Шериф был сухопарый белый человек с глубокими морщинами по лицу и острыми голубыми глазами, которыми он сразу, как булавками, тебя пришпиливал. В школе он был звездой футбола, крайним нападающим, и заработал на этом стипендию в каком-то колледже на севере, но вылетел через два сезона. Как положено, он носил шляпу и бляху, но, помимо них, на нем всегда были только футболка, джинсы и ботинки, как на простых смертных. Он стукнул разок в дверь, просунул голову И ГОВОРИТ:
— Джейсон, не выйдешь на минутку?
Так вот в чем дело-то. Вот почему десять мужчин (теперь уже двенадцать, а скоро будет и пятнадцать) пришли к дому Армсов, словно енотов собрались травить, вот почему Джейсон так важничает, вот почему Ройял и куска проглотить не может: выследили этого говнюка, этого японского китаезу, который взял и убил его дядьку. Шерифу нужны были собаки, и он посулил Джейсону двадцать пять долларов за них и за услуги, но велел ему держать язык за зубами.
— Мне надо сцапать правонарушителя, отправить раз и навсегда за решетку, — сказал он, употребив для пущей убедительности официальное словечко, — и я не хочу, чтобы половина острова болталась под ногами, понял?
Но Джейсон, деваться некуда, сказал ему и Родни, пока шериф выруливал на машине обратно на шоссе, а на экране группа «Рамонес», вся в черных джинсах-дудочках, знай себе дребезжала гитарами; Родни пошел домой и сказал матери и, наверно, еще троим братьям, шестерым сестрам и папаше с дедушкой в придачу, и теперь, когда в четыре шериф прикатит за Джейсоном и собаками, его будет ждать порядочная толпа.
Голос прозвучал оглушительно, раскатисто, как гром из грозовой тучи, и в тот же миг поверг его в полнейшее смятение — у него даже зубы заныли от страха, и помощи от Дзете ждать не приходилось: — Хайро Танейка, ну-ка вылазь давай оттудова, как миленький, и руки за голову, чтоб все видели. — А позади этого голоса слышался собачий лай — бешеный, исходящий слюной, задыхающийся от ярости, лай псов-убийц, псов-душегубов, охочих до свежатины.
Шорты схвачены с пола и надеты в долю секунды, кроссовки побоку, и вот он уже лезет на письменный стол Рут к заднему окну.
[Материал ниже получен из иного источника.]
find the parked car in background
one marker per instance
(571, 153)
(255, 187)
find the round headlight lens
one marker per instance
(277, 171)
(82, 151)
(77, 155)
Рама вверх, одна нога на столе, другая на подоконнике, и — он так и обмер. Хара съежилась, сердце обратилось в пепел. Ибо он увидел негров, негров с ружьями и псами. И хакудзинов в форменной одежде при бляхах, тоже с ружьями и псами. Все, он окружен. Кончено. Крышка.
— Хайро Танейка, — громыхал голос со стороны двери, — считаю до десяти. Если до десяти не выйдешь, я за последствия не отвечаю. Раз.Два. Три…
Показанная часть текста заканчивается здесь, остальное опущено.